GRAHAM v. TAYLOR BISCUIT COMPANYNo. C-94 D-57.

161 F.Supp. 435 (1957)

Robert E. GRAHAM, Plaintiff,
v.
TAYLOR BISCUIT COMPANY, Defendant.

United States District Court M. D. North Carolina, Durham Division.
April 30, 1957.
Charles F. Blanchard, Raleigh, N. C., for plaintiff.
Teague, Johnson & Patterson, Raleigh, N. C., for defendant.

HAYES, District Judge.

The plaintiff is a large stockholder and a director of the defendant corporation. He and others who were formerly the sales force for Lance Company engaged in selling bakery products in North Carolina. C. E. Taylor was Sales Manager for Lance and plaintiff was sales director in charge of the Raleigh district.

Early in 1947, Taylor, Graham and other salesmen decided to organize a corporation to make and sell products of a similar nature. They were going to locate their plant at Carey, N. C. Plaintiff was to take a large block of stock, become a director, and was to be sales director of the Raleigh district at a salary to be fixed by the directors and a commission on sales made in his sales district.

It was not intended by any of them that their secret plan be known to Lance but he heard about it and fired plaintiff in April, 1947. Others promptly resigned in anticipation of being fired or were fired.

The new corporation purchased premises and secured a superintendent to look after construction, also a book keeper and some day laborers. All hurriedly cooperated in expediting the establishment of the plant and getting it into operation, and at the earliest possible date.

Plaintiff's principal contribution was selecting salesmen to serve his territory and from whose sales he was to receive a commission. While operation started in July, plaintiff was put on the payroll as of August 15, 1947, at $50 per week, plus a commission on sales in his sales territory, by action of the board of directors. The weekly salary was increased to $75 after six months.

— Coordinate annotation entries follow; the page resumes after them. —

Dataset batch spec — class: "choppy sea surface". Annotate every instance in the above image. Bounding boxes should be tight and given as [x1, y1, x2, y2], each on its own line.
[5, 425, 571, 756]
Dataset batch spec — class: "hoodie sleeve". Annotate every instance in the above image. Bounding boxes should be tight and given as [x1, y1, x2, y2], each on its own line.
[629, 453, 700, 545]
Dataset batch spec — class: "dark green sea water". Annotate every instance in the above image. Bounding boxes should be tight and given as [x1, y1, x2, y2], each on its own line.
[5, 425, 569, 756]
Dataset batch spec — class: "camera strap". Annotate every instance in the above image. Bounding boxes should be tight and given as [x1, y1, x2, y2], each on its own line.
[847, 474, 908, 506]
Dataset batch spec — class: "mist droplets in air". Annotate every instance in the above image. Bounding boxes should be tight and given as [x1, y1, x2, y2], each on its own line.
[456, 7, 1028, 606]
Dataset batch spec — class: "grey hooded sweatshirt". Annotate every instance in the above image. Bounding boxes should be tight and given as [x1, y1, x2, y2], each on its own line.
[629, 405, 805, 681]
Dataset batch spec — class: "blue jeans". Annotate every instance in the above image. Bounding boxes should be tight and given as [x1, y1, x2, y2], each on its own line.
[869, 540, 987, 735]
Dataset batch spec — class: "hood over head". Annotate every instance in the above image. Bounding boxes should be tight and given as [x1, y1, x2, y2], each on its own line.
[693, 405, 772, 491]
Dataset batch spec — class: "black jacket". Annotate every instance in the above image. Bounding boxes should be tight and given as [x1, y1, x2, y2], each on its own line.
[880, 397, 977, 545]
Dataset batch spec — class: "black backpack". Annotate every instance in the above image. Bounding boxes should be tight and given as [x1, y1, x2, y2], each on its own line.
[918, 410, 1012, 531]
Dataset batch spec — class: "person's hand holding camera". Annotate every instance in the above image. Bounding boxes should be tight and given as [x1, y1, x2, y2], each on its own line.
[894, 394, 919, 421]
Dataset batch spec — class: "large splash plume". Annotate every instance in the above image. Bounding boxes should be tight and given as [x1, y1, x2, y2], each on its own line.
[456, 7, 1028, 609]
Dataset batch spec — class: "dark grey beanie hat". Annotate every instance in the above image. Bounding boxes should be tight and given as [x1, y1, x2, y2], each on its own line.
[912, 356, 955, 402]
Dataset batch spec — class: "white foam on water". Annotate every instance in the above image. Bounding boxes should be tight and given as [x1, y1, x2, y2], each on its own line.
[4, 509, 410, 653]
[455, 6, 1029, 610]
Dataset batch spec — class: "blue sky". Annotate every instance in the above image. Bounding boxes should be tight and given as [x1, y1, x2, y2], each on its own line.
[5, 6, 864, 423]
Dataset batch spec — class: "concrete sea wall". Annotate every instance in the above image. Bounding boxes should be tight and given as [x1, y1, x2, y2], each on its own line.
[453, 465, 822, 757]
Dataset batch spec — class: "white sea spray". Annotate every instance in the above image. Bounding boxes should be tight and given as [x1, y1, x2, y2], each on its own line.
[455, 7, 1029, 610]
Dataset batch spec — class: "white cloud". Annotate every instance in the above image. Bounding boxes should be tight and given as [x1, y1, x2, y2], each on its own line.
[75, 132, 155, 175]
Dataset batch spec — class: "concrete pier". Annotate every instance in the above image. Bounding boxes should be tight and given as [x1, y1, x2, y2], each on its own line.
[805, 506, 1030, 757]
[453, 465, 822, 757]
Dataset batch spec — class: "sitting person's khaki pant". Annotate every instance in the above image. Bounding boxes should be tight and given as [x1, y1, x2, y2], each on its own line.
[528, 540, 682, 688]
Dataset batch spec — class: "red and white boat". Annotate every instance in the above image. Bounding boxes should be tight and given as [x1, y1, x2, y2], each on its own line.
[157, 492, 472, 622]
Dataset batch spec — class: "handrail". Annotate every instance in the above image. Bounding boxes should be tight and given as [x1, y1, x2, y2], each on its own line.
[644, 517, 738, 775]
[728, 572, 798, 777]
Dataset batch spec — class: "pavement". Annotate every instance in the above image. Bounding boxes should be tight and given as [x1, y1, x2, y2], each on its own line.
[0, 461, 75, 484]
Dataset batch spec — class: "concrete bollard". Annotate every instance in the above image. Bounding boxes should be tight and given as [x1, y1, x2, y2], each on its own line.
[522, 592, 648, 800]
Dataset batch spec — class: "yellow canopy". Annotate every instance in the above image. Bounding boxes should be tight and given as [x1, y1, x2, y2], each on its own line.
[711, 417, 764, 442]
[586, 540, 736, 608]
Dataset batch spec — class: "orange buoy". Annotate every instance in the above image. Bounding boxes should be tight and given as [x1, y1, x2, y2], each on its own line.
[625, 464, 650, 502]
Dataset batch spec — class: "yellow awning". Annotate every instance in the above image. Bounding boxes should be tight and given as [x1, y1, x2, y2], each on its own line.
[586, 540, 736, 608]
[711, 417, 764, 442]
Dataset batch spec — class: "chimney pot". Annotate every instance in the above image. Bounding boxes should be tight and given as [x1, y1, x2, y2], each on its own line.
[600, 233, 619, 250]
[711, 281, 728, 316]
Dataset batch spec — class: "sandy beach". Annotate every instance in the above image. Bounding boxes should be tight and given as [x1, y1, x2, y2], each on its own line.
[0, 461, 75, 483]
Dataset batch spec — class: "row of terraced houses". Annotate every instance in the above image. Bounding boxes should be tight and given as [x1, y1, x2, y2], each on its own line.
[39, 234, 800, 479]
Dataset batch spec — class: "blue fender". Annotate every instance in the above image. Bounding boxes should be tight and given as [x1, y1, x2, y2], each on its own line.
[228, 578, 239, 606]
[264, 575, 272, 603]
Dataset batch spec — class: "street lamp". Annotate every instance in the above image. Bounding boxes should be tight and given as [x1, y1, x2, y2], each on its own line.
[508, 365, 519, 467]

On June 26, 1957, plaintiff instituted this action to recover $420 per month from April 4, 1947 to August 15, 1947. He alleges that C. E. Taylor, president of the defendant, agreed for the corporation to pay him the equivalent of what he was earning with Lance Company as soon as the new corporation got on a sound financial basis. This is denied by the defendant and it has pleaded the three year statute of limitations, N.C. G.S. § 1-52. The president, in effect, stated that the officers who devoted time to get the operation started could be considered by the directors for a bonus when the company got in operation, there was no valid contract mutually arrived at to pay plaintiff any specific sum, but the matter would be for the consideration of the directors to take such action as they saw fit. But this falls far short of being an enforceable contract. Plaintiff was a director and attended its meetings for ten years without bringing it to the attention of the Board.

No other officer of the corporation has made any claim, although others devoted their time and judgment, just as did the plaintiff.

By the end of 1950, the corporation wiped out its early operation deficit and has operated continuously at a profit during 1951, 1952, 1953 and 1954. By May, 1954, it had accumulated a surplus. It has been entirely solvent since the last of 1950. If plaintiff had a cause of action, it accrued not later than May, 1954, but plaintiff waited until June 26, 1957 to commence his action. It is clearly barred under N.C.G.S. § 1-52. Hooper v. Carr Lumber Co., 215 N.C. 308, 311, 1 S.E.2d 818; Phillips v. Penland, 196 N.C. 425, 147 S.E. 731.

Plaintiff relies on Pegram-West, Inc., v. Winston Mutual Life Insurance Company, 231 N.C. 277, 56 S.E.2d 607. The plaintiff in that case extended credit at defendant's request and for its benefit. They were dealing with each other at "arms length". There could be no doubt there of the defendant's liability because plaintiff furnished materials to complete a building on which defendant had a lien which enhanced defendant's security.

The above case is inapplicable here. The plaintiff in the instant case was a stockholder, director and sales manager whose pay could not start until the corporation got its plant installed and in operation. It was to his financial benefit to hasten the operation. He had been fired from his other job. It appears to have been as much to the advantage of the plaintiff as it was to Taylor or any other officer of the corporation to hasten the day when the new plant could go into operation. But the president had no authority to make the contract to pay plaintiff, nor was a promise to pay to be implied under the circumstances. The services of the officers could have been considered by the directors for an allowance as a bonus, but it was not done and no valid contract existed which could compel it. The agreement is lacking in mutuality, is indefinite and unenforceable. McDougald v. Tide Water Power Co., 208 N.C. 764, 182 S.E. 327. It is not conceivable that it was the intention of the parties for this plaintiff to be paid to the exclusion of others who were certainly as much entitled to pay as was the plaintiff.

Plaintiff knew the by-laws; he knew the president had no power to bind the directors and if the plaintiff really thought he had a contract for compensation it is strange that throughout the ten years on the board he never once requested the board to act.

A judgment will be entered against the plaintiff and taxing him with the cost.